The practice of clearing a newborn’s airway immediately after birth is a fundamental step in helping the infant transition to life outside the womb. This procedure, known as oropharyngeal suctioning, involves removing secretions from the mouth and nose. The specific sequence—suctioning the mouth before the nose—is a safety protocol designed to prevent a dangerous reflex action. This order manages the risk of the newborn inhaling fluid or mucus still present in the upper airway, ensuring a clear pathway for their first breaths.
Why Newborn Airway Clearance is Necessary
Airway clearance is sometimes needed because the newborn is making a significant biological shift from a water-based environment to an air-based one. Before birth, the baby’s lungs are filled with fetal lung fluid, and oxygen is supplied through the umbilical cord. When labor begins, the pressure exerted by the birth canal helps squeeze out a significant portion of this fluid.
However, some fluid, mucus, or other secretions like meconium (fetal stool) may remain in the mouth and throat upon delivery. The presence of these substances can interfere with the infant’s ability to take a full, unobstructed breath. While most healthy newborns clear their airways naturally through crying and coughing, intervention is sometimes necessary for those who are struggling. Removing these residual materials ensures that the tiny air sacs in the lungs, the alveoli, can fully expand with air.
The Physiological Rationale for Mouth Before Nose
The reason for suctioning the mouth first is rooted in the newborn’s involuntary reflexes, which are protective but can become hazardous if triggered at the wrong time. Newborns are obligate nose breathers, meaning they instinctively prefer to breathe through their noses. Stimulating the nasal passages with a suction device can trigger a sudden, deep inhalation reflex, or gasp.
If the nose is suctioned first while the mouth and throat are still full of fluid, that gasp can cause the infant to suck the secretions deep into the lungs. This event, known as aspiration, can lead to serious respiratory complications, including pneumonia and airway obstruction. Clearing the mouth first removes any material that could be inhaled before the nasal stimulation occurs.
The back of the throat (posterior pharynx) is also a highly sensitive area. Stimulating this area, especially with deep suctioning, can trigger the vagus nerve, which runs from the brainstem to the abdomen. Vagal stimulation can cause a sudden drop in heart rate (bradycardia) or cause the infant to momentarily stop breathing. The mouth-first sequence minimizes the risk of fluid aspiration into the lower airways and reduces the potential for adverse vagal responses.
Tools and Techniques for Safe Suctioning
The tools used for newborn suctioning vary depending on the setting and the amount of secretion present. In the delivery room, healthcare professionals typically use either a small, sterile bulb syringe or a mechanical suction device with a catheter. The bulb syringe is the most common tool and is also the one parents are taught to use at home for mild congestion.
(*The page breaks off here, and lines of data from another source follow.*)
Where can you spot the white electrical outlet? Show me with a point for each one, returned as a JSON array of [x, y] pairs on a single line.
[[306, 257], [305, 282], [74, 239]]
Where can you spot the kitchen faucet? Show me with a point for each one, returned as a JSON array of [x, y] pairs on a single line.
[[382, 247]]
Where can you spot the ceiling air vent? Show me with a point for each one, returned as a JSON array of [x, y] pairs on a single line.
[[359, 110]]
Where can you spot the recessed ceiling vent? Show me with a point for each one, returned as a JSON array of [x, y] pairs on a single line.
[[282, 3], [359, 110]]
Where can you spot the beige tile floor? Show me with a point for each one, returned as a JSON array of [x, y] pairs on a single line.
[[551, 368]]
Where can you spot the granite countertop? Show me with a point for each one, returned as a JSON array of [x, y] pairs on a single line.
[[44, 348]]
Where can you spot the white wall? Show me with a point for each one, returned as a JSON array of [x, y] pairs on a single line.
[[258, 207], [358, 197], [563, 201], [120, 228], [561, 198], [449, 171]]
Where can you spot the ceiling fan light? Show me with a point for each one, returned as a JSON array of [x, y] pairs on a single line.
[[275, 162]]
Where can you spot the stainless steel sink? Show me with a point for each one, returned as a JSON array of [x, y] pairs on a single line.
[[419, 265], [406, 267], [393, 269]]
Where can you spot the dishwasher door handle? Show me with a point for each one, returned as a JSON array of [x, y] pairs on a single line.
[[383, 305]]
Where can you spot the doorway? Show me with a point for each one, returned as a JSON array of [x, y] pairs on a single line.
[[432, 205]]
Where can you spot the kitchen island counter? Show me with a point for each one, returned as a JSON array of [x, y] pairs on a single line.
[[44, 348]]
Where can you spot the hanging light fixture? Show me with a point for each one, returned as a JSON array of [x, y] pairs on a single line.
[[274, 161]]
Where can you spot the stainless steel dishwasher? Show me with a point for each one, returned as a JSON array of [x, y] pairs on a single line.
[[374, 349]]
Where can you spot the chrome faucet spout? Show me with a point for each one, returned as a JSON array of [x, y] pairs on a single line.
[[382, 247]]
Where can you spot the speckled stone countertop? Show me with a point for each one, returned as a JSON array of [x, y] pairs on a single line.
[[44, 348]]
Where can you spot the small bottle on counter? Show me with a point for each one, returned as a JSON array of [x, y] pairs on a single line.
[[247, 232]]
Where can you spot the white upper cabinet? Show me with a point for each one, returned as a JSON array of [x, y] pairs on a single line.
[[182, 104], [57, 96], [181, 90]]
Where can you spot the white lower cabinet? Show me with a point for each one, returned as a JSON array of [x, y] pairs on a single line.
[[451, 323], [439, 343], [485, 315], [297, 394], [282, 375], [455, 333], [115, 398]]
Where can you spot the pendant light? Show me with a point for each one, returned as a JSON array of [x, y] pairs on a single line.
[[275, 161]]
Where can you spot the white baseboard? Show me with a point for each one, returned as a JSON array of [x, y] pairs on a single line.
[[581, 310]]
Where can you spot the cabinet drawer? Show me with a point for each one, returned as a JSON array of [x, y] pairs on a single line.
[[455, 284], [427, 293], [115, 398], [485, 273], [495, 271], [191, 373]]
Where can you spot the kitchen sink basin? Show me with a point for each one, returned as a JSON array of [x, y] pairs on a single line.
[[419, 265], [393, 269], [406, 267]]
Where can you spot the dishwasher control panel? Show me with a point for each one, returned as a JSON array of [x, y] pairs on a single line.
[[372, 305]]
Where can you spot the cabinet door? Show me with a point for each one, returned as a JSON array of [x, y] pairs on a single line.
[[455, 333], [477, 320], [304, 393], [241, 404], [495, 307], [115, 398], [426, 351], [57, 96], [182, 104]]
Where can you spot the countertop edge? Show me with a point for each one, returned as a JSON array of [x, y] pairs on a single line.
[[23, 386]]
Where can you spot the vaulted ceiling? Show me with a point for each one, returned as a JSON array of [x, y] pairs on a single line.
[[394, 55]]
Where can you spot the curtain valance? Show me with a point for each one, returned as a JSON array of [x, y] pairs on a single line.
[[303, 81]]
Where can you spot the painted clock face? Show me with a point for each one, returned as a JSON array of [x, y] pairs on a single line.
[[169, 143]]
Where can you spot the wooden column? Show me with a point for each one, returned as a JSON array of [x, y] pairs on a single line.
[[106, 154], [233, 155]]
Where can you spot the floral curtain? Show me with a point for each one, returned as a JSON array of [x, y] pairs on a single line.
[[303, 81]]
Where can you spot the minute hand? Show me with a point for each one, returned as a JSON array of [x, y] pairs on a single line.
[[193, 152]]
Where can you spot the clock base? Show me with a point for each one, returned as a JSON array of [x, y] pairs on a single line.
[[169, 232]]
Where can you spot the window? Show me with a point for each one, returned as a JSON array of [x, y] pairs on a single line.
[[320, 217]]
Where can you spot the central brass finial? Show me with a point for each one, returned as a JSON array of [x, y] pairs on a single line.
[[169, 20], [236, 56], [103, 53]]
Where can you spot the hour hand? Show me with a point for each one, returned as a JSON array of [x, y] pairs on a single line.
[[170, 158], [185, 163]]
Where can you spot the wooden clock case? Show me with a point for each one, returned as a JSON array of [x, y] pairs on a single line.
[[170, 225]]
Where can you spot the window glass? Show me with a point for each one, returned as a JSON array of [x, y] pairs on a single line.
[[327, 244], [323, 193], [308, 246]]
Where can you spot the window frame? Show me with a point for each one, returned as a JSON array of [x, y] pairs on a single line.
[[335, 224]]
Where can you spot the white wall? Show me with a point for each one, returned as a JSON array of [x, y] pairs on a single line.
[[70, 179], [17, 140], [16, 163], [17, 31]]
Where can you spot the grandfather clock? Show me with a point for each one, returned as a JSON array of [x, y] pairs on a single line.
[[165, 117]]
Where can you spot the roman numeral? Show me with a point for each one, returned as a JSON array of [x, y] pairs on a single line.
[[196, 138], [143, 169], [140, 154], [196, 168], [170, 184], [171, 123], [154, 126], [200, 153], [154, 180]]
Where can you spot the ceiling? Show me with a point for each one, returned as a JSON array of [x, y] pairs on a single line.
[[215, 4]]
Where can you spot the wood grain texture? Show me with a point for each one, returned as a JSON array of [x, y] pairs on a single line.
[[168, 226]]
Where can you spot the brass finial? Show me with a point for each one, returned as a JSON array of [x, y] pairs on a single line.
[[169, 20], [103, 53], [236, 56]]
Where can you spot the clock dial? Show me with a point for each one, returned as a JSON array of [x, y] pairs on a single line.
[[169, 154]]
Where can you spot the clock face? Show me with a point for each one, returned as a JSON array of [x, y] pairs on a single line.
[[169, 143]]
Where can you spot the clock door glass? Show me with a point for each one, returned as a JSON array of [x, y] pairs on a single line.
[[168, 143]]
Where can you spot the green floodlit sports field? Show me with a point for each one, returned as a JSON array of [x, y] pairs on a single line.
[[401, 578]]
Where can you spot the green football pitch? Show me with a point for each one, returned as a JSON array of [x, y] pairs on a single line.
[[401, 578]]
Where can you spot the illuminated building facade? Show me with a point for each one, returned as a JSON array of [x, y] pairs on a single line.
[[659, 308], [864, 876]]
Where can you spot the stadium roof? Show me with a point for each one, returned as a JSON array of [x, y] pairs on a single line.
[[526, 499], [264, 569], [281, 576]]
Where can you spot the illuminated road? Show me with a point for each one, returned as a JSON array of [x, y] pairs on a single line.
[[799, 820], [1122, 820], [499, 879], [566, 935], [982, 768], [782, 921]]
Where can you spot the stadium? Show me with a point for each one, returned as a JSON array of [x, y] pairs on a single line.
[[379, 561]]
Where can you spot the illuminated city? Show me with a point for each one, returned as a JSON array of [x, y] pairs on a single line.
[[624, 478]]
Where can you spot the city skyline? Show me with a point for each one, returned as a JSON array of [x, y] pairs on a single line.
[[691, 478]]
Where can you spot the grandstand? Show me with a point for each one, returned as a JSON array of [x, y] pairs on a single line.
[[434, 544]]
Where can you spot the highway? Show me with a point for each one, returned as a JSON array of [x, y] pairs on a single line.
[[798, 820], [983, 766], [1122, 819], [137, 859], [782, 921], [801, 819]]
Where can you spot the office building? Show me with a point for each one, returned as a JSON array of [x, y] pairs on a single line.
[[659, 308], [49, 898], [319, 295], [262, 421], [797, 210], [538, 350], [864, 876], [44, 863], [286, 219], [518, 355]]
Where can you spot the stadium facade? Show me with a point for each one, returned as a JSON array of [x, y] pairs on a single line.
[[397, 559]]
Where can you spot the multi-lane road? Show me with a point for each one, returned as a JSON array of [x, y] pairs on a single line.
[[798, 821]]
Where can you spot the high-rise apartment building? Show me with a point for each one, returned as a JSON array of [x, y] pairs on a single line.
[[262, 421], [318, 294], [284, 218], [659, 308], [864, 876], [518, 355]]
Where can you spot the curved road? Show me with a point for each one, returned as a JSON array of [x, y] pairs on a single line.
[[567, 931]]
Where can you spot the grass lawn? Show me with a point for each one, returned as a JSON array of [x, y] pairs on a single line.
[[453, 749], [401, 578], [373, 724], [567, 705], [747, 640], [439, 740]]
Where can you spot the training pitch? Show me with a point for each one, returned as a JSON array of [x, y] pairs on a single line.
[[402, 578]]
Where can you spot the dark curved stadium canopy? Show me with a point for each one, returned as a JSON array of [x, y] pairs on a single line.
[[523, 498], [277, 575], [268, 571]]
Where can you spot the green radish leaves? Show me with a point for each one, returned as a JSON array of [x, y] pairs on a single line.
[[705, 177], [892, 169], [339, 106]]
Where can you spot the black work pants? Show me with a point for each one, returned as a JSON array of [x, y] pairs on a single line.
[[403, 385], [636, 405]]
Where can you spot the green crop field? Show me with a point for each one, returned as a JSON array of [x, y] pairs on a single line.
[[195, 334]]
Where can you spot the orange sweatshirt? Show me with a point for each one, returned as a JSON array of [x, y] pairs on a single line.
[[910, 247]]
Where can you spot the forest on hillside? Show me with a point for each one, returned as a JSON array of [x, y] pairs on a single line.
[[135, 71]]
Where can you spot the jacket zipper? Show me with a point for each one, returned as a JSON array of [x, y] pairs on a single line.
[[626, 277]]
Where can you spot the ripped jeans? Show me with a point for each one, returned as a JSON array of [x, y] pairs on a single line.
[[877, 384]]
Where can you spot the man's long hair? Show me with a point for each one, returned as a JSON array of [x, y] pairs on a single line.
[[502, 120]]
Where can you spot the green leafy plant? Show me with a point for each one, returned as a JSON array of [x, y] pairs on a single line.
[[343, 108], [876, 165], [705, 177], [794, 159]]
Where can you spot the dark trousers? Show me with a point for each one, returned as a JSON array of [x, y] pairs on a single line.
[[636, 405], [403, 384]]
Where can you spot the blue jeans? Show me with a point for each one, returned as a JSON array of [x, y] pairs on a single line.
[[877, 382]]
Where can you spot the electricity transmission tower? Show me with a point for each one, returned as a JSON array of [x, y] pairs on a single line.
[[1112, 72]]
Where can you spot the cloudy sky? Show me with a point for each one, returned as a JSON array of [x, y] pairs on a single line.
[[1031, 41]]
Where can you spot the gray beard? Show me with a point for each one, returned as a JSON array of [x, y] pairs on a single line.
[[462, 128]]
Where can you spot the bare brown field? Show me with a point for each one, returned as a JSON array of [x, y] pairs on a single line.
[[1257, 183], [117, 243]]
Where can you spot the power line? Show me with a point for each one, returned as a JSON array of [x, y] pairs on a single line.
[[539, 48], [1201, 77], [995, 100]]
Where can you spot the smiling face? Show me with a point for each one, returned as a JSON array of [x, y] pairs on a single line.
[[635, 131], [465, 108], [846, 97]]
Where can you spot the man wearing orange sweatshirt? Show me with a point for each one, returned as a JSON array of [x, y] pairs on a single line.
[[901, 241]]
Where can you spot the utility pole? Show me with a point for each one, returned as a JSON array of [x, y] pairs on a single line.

When using a bulb syringe, the bulb must be compressed before the tip is placed into the infant’s mouth or nose to create the necessary vacuum. For the mouth, the tip is gently inserted into one side, sweeping the cheek and tongue to collect secretions. After removing the syringe, the bulb is emptied and recompressed before gently inserting the tip a short distance into one nostril.
The technique must always be gentle, as overly vigorous or deep suctioning can cause mucosal trauma or unintentionally stimulate the vagus nerve. Professionals limit the depth and duration of suctioning to a few seconds to prevent these complications. Suctioning should only be performed when there is clear evidence of obstruction or distress, as routine suctioning is generally not recommended for vigorous newborns.